I highly recommend this book. According to the press release, “Sacco received the Eisner Award for Safe Area Gorazde, which was also named a New York Times Notable Book and Time Magazine’s best comic book of 2000; his most recent book, Footsteps in Gaza, won the Eisner award in 2010 and was also the first graphic novel to win the Ridenhour Book Prize.”

[I received a review copy of JOURNALISM, but no other compensation.]

Author: Roger

I'm a librarian. I hear music, even when it's not being played. I used to work at a comic book store, and it still informs my life. I won once on JEOPARDY! - ditto.

3 thoughts on “Book review: JOURNALISM by Joe Sacco”

  1. Joe Sacco is an odd-looking little guy who walks into recent or current war zones with a pen and a notebook. No “security checkpoint” confiscates such low tech equipment. He then goes home and draws what he saw and repeats what he was told.

    I read “Safe Area Gorazde” the first night I brought home my then 12 week old Maine Coon kitten. (She’s 11 years old now.) All night she would jump back and forth over my lap, play with toys, munch some food, nap, then wake up and repeat all night long. While she did that I read Joe’s words and drawings of what he was told by the recent refugees from the “ethnic cleansing” in the Bosnia war of the 1990s, stories that didn’t come close to being told by the corporate media.

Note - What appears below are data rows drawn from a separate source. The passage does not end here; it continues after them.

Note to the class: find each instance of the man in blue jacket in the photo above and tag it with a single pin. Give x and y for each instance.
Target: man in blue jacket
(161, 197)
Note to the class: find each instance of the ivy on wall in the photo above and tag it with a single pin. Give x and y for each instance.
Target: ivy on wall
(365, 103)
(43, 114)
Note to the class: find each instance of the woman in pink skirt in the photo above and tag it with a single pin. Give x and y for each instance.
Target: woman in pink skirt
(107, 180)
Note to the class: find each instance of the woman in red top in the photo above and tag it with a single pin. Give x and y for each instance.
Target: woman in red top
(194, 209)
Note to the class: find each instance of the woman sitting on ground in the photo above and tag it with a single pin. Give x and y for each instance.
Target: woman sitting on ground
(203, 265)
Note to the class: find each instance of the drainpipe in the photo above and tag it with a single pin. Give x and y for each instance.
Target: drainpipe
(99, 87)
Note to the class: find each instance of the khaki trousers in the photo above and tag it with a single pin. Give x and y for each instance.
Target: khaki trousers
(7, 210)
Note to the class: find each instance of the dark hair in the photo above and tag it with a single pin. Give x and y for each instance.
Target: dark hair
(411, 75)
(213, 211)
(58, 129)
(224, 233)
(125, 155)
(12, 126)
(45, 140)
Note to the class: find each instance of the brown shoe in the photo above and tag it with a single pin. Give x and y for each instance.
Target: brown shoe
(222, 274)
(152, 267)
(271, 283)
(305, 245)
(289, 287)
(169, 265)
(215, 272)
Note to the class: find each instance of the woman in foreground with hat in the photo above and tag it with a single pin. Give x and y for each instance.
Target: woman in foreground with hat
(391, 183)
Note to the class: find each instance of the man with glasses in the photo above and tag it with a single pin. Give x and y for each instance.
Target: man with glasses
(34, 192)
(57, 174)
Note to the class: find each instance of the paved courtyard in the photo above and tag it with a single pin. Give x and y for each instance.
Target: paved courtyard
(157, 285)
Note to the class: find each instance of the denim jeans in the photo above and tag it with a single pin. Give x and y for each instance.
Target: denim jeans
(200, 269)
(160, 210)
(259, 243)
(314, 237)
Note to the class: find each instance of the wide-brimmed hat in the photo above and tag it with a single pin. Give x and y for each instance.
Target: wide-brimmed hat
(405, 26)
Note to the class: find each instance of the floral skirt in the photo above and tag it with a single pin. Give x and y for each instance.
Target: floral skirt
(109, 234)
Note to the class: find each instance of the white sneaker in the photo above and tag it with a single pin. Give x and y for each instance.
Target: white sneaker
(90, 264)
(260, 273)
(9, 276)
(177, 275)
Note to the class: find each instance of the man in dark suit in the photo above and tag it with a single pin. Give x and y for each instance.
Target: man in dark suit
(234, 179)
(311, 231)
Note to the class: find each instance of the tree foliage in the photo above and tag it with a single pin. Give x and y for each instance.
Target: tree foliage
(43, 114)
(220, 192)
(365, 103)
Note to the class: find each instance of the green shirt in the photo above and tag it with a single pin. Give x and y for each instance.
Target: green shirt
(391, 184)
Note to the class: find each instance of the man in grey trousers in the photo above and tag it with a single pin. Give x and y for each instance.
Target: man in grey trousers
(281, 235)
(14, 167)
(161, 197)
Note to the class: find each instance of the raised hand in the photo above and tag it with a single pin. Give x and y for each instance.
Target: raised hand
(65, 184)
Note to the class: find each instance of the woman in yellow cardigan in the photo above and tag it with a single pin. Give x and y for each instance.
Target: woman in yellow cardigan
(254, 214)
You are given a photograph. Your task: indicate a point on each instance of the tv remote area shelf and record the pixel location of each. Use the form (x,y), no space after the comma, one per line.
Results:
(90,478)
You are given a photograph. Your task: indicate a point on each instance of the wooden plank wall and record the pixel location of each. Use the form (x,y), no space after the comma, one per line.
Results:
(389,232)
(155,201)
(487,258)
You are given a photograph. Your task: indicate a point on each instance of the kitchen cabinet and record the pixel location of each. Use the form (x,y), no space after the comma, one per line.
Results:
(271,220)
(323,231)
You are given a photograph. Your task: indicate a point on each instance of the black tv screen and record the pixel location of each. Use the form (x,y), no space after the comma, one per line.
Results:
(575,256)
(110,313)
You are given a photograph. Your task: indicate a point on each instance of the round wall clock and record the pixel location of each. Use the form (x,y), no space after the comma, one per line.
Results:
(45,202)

    One warning though. Joe has done a lot of this sort of thing with the Palestinians inside of Israel. If you are one of those insane political ideologues who believes that Israel can do no wrong and that Palestinians are sub-human animals then you will likely object violently to his work.

  2. At least in this book, if anything, he seemed more sympathetic to the Palestinians. But I have not read his other work, so I gauged him entirely on this collection. He even admits that he has developed a bias in favor of those victimized that he is attempting to reign in.